Schools closed to everyone except vulnerable children and those with a parent identified as a key worker on 20 March, in response to the coronavirus pandemic.
As the lockdown measures started easing at the beginning of this month, children in nursery, reception, Year 1 and Year 6 were encouraged to returning to primary schools in England, albeit in smaller class sizes.
Some Year 10 and 12 pupils – selected because they are sitting GCSEs and A-levels respectively next summer – returned to secondary schools and colleges this week.
Ministers now want all pupils in England to return to classrooms full-time in the autumn, ending a near six-month absence for many pupils.
“School is vital to every one of our children, that is why we will bring all children, in all year groups, back to school in September,” Mr Williamson said.
The education secretary said he understood “there is anxiety still among parents” about their children going back to school.
But he added: “I want to assure you that the well-being of your children is the absolute top priority for every single one of us.”
He said the government would publish guidance for schools within the next two weeks on how to bring children back “so that schools have the maximum amount of time to prepare for the next phase”.
It is a promise that many parents will have been waiting to hear.

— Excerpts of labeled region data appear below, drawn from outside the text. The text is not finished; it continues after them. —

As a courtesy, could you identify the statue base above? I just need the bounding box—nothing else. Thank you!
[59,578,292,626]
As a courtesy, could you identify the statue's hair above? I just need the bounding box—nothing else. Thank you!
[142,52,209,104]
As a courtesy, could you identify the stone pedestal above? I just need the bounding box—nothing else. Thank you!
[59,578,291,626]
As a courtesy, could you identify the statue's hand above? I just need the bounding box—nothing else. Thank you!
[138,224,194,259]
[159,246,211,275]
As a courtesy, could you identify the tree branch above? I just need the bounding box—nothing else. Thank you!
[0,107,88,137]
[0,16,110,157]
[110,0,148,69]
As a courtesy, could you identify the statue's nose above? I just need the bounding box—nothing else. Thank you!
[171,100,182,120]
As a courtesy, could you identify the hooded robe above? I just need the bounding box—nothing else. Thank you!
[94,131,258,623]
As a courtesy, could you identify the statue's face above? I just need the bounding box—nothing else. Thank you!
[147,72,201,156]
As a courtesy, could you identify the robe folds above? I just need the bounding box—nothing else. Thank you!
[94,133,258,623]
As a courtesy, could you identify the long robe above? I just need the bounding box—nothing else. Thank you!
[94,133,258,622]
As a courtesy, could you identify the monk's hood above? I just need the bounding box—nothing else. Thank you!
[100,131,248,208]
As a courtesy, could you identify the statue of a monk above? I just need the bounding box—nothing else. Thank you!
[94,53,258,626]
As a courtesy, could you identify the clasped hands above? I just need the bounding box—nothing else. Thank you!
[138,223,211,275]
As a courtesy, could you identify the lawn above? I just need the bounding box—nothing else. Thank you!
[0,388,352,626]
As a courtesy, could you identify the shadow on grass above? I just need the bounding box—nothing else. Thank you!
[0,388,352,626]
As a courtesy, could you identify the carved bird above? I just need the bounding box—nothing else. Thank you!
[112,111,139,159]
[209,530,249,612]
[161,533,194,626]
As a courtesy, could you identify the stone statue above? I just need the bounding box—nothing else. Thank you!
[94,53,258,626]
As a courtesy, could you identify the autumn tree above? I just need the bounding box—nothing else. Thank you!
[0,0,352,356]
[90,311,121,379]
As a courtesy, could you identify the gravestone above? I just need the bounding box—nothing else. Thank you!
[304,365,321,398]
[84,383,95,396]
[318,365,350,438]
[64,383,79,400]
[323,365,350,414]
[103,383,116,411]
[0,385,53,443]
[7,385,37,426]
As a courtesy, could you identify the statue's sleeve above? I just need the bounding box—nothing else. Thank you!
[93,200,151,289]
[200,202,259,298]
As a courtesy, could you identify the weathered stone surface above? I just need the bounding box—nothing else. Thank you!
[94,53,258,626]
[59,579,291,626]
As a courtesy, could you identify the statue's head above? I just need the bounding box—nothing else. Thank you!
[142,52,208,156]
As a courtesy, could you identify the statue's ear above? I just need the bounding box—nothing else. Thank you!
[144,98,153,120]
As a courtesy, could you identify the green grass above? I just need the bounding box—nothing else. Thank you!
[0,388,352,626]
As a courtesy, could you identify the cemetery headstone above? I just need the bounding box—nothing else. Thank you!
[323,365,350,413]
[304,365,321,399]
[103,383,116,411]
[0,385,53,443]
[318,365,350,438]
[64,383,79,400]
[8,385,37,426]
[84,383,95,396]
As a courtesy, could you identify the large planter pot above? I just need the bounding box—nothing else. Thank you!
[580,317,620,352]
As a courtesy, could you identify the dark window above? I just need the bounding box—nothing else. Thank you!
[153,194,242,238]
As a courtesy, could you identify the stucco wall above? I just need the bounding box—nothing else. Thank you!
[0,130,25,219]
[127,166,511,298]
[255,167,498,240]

Education Secretary Gavin Williamson has committed to all school pupils in all year groups going back full-time in September.
The part-time, online, often not-really-anytime lessons will be over.
But the much trickier question will be how to deliver this.
Even if social distancing is reduced – and class size “bubbles” of 15 pupils can be increased – there will still be massive logistical challenges.
Head teachers have warned any social distancing, even 1 metre, will require additional classrooms and teachers.
And they have been exasperated at time ticking away without any clear plan – with heads’ leader Geoff Barton complaining schools are working in an “information black hole”.
When the government had to U-turn on bringing back all primary pupils it was because nobody listened to similar warnings about lack of space.
But a September deadline is now in place – and there will be high political stakes if there is another failure to deliver.
Earlier, Prime Minister Boris Johnson said he was “determined to do everything” he could to get all children back in school from September.
“We will bring forward plans on how this will happen as soon as possible,” he said.
There are separate rules for managing the threat of coronavirus in England, Wales, Scotland and Northern Ireland.
Schools in Wales are reopening at the end of June, with only a third of pupils in class at any time, while in Scotland, schools are preparing to reopen on 11 August.